Burdock is a very healthy food, indeed it is also used as a medicinal
herb because of its ability to help clear the body of toxins. A clear
case of food being a medicine and medicine being a food!
Chaerophyllum bulbosum (30cm x 30cm). Turnip-rooted chervil has
occasionally been cultivated for its edible root. It is a very easily
cultivated plant, once the seed has germinated and herein lies the
problem. The seed can be very slow to germinate and really needs to be
sown in the autumn as soon as it is ripe. Older seed may take 12 months
to germinate. The plant is also rather intolerant of root disturbance so
needs to be planted out as soon as possible. This is a plant that might
be able to self-sow and maintain itself in the garden - allow at least a
few plants to flower and scatter their seeds and keep a sharp eye open
for seedlings when weeding the garden. After all this trouble, is the
plant worth it? Well, the root is fairly small so overall yields are not
high, but it has an excellent aromatic flavour and can be eaten either
raw or cooked. When raw it is quite starchy, but becomes sweet and has a
floury texture when cooked.
Cucurbita species. (100cm x 500cm) Pumpkins and squashes are very
vigorous plants and, since their shoots can be 6 metres or more long,
they are much too large to be able to fit into your average flower bed.

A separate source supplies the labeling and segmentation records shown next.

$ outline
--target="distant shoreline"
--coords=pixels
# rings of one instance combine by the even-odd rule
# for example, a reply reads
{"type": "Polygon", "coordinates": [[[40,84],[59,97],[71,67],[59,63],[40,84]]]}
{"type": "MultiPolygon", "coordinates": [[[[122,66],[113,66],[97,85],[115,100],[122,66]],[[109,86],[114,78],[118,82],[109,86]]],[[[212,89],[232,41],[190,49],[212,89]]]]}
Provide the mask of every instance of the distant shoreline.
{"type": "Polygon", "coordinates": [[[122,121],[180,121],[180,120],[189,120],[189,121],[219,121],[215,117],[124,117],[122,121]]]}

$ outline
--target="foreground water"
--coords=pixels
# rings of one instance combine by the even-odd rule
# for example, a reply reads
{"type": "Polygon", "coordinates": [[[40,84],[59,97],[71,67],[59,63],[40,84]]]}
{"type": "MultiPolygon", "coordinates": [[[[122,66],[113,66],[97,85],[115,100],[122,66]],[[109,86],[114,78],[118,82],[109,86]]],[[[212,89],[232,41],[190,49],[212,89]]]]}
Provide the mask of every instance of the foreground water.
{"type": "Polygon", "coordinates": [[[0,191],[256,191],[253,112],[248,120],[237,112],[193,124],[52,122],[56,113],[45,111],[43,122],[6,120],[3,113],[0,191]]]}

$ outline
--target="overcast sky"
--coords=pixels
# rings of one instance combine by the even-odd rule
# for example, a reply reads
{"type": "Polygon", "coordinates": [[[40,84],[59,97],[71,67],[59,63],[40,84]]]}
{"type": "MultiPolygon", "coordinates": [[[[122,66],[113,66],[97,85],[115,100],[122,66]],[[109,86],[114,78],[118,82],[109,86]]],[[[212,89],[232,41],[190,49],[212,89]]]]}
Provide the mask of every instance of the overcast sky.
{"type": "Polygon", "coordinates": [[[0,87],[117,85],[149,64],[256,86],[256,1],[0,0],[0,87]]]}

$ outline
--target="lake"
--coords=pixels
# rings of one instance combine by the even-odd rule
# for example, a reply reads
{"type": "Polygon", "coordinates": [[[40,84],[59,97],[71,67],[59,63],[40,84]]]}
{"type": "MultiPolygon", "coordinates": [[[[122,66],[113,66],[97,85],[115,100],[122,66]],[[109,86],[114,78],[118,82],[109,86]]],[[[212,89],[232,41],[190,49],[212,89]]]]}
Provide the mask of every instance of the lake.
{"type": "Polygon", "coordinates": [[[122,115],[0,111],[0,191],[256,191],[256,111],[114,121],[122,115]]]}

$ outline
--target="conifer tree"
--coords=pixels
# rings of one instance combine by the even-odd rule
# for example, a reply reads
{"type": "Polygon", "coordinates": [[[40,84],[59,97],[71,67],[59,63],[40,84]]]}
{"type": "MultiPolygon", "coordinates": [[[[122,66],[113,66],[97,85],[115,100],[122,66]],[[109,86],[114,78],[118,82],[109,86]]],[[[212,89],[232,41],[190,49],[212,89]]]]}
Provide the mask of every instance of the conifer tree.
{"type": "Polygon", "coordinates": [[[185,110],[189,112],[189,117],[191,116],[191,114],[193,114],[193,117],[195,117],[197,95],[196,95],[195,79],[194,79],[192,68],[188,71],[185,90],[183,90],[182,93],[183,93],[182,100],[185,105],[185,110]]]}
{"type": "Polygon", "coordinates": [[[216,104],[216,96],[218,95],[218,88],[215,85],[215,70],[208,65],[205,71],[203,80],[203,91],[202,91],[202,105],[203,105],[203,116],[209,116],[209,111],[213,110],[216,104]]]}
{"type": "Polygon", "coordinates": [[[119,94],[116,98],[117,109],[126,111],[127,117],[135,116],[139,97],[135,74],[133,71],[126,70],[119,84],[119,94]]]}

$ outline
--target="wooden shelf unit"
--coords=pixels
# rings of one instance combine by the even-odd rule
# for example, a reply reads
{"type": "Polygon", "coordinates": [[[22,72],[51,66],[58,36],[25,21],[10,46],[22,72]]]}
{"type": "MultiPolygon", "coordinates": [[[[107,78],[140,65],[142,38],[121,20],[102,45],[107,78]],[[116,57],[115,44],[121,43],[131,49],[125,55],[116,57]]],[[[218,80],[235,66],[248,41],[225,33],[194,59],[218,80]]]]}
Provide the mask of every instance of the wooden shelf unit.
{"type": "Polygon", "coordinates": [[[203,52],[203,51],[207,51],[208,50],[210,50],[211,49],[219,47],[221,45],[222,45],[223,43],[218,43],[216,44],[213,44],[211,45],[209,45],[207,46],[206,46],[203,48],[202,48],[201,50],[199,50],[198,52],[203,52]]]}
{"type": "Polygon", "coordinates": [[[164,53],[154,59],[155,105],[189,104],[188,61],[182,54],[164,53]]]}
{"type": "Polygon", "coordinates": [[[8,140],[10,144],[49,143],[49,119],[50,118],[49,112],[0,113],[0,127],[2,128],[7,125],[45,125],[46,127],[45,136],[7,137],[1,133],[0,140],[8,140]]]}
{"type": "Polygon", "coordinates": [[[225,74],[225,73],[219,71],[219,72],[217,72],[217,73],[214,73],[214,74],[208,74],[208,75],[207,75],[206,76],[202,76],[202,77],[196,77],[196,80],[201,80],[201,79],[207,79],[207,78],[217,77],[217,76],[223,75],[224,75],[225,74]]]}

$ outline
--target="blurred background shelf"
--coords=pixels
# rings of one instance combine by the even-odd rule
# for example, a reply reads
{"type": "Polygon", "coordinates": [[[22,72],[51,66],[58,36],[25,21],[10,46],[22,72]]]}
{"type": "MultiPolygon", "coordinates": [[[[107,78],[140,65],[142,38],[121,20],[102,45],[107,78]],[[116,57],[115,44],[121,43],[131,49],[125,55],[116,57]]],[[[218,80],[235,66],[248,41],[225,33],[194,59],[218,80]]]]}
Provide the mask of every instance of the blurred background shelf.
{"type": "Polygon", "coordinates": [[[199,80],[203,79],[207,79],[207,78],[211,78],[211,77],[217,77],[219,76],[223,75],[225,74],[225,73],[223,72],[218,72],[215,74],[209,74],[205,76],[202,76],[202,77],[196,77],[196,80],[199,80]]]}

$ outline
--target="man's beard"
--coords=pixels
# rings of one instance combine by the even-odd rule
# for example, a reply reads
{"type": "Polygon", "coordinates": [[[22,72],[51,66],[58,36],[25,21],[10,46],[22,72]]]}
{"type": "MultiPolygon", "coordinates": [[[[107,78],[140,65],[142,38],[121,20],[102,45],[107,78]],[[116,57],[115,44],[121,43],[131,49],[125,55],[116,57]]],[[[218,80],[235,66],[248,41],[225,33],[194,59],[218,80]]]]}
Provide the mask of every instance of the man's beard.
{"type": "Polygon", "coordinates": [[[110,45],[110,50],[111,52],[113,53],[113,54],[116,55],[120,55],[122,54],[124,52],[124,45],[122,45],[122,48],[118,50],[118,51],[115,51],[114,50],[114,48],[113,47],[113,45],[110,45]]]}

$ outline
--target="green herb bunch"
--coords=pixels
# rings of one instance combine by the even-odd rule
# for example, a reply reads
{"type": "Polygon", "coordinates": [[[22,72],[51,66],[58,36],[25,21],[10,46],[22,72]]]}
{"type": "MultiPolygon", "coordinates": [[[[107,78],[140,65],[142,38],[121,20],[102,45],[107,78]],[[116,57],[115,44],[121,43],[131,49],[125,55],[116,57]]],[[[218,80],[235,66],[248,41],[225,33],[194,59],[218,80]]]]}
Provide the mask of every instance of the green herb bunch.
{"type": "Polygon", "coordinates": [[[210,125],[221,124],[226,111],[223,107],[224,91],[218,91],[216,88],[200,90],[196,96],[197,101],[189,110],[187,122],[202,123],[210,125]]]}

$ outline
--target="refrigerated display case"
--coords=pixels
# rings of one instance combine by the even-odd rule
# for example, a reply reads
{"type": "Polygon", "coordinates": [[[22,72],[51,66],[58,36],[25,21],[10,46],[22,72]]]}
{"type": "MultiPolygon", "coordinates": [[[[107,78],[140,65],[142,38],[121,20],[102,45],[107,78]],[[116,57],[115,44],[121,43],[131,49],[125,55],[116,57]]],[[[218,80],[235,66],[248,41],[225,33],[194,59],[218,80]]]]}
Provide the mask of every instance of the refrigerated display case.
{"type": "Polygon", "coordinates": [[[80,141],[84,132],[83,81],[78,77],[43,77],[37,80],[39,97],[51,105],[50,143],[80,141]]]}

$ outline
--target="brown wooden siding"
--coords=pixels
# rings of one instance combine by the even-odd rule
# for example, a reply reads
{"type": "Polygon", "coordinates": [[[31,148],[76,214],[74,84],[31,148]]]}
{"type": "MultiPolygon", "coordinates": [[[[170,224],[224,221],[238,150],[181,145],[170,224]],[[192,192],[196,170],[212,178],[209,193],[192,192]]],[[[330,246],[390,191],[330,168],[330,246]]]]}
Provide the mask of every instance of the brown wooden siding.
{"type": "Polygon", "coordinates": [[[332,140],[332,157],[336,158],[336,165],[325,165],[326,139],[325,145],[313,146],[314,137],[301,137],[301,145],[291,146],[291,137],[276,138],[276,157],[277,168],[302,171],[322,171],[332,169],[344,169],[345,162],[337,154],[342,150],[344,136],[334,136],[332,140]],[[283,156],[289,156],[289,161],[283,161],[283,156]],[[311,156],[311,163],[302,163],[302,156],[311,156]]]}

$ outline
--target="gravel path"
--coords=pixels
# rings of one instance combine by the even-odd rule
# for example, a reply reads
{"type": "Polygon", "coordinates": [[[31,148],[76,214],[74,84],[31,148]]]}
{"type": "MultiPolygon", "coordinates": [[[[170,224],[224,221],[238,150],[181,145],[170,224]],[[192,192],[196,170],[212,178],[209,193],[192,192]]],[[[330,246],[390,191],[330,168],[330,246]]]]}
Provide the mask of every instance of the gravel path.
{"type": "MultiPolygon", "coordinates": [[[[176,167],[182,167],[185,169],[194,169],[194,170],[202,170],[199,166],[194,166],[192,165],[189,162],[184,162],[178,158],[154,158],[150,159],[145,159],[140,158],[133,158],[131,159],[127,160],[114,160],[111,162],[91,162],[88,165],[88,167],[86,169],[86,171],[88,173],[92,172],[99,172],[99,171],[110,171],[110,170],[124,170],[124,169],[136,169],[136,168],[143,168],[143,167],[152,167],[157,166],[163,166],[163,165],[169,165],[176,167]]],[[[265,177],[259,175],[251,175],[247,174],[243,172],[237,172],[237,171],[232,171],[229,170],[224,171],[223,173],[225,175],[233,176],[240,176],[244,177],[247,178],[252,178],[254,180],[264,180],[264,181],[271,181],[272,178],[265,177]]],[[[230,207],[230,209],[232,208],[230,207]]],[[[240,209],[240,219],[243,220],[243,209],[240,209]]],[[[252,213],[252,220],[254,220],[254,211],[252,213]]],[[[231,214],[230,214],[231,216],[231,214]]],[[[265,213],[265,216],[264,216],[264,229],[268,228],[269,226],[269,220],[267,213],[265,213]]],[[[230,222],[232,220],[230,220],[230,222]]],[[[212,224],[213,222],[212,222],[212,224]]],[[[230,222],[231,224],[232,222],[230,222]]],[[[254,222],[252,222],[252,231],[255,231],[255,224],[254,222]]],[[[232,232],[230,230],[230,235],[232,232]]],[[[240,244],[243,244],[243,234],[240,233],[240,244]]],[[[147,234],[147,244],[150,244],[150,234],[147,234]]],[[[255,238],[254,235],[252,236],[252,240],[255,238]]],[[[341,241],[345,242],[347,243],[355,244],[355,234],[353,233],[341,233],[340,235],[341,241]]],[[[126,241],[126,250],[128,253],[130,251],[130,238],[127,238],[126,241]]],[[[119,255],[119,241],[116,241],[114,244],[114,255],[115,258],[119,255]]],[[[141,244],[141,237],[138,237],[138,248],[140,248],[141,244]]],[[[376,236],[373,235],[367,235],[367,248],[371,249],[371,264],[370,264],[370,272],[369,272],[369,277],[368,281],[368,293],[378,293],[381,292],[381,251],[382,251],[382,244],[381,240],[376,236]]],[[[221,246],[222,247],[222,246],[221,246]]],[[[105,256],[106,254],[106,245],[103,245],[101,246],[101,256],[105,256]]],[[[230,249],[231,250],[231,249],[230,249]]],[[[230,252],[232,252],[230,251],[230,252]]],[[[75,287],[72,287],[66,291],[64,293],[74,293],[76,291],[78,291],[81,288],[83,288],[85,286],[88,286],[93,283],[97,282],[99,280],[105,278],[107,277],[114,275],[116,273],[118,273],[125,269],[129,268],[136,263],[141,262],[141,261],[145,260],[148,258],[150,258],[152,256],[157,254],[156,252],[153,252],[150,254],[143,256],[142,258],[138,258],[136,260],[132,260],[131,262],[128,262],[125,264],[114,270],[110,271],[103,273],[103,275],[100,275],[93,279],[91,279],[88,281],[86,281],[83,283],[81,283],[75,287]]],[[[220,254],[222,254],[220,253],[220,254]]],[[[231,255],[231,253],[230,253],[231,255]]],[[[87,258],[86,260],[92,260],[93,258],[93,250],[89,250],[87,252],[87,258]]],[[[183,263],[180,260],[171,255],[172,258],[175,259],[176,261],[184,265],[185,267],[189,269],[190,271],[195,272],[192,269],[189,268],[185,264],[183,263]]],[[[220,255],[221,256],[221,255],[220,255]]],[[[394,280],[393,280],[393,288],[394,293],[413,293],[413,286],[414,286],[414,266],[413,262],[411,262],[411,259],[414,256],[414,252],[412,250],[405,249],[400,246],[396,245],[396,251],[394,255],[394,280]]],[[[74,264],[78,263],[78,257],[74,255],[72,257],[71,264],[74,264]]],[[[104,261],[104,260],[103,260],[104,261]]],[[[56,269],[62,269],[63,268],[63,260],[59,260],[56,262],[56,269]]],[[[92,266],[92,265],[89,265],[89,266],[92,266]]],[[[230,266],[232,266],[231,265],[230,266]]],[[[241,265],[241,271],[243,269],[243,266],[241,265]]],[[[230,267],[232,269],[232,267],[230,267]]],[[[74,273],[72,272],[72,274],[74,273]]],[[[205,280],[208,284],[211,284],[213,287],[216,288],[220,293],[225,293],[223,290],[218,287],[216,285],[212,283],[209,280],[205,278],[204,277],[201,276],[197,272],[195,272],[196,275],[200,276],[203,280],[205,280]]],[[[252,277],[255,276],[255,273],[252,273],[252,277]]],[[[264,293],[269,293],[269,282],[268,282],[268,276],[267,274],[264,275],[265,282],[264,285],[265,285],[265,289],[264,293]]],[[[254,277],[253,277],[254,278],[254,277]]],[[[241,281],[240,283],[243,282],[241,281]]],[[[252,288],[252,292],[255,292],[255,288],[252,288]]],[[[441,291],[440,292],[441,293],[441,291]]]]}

For those who have the space, it would be worthwhile experimenting with
growing them on the sunny side of a shrubbery or even on the south or
southwest edge of a woodland. Here these climbing plants (for that is
what they are in the wild) will spread out over the ground and clamber
up into any surrounding plants that they can get a hold of. This is one
of our future projects - if you have ever tried this then please let us
know how it went.
Daucus carota sativus. (30cm x 30cm). There are several problems with
growing carrots amongst perennials. Firstly, the seed is quite slow to
germinate, then the seedlings are frail and slow growing at first. These
problems can be easily overcome by sowing the seed in pots as per the
previous section - unfortunately the seedlings are very intolerant of
root disturbance and plants will not develop good quality roots if they
are disturbed. We have found that growing them in 9cm pots does not work
since the roots have reached the bottom of the pot before the tops are
large enough to plant out - this results in poor quality deformed roots.
The only answer we have come up with is to sow the seed in deeper pots,
but this is very wasteful of resources and you soon begin to wonder if
it is worthwhile.
Pastinaca sativa. (50cm x 25cm). Parsnip seed is even slower to
germinate than carrot seed, apart from that we have had the same
problems growing this plant that we have with carrots (see above).
Conclusion
There are many annuals that fit in quite easily amongst perennial plants
and growing them in this way can be a very productive and sustainable
use of the land. In addition, you will usually find a considerable drop
in the amount of damage caused to plants by pests and diseases - even if
some plants get attacked, it is very likely that others will escape
completely simply because they are isolated from the attacked plants.
There are also several annual crops that do not fit so well into a
perennial system. We are looking at ways of overcoming these problems,
though our main focus is to find acceptable substitutes from amongst the
thousands of perennial plants that have been overlooked as food sources.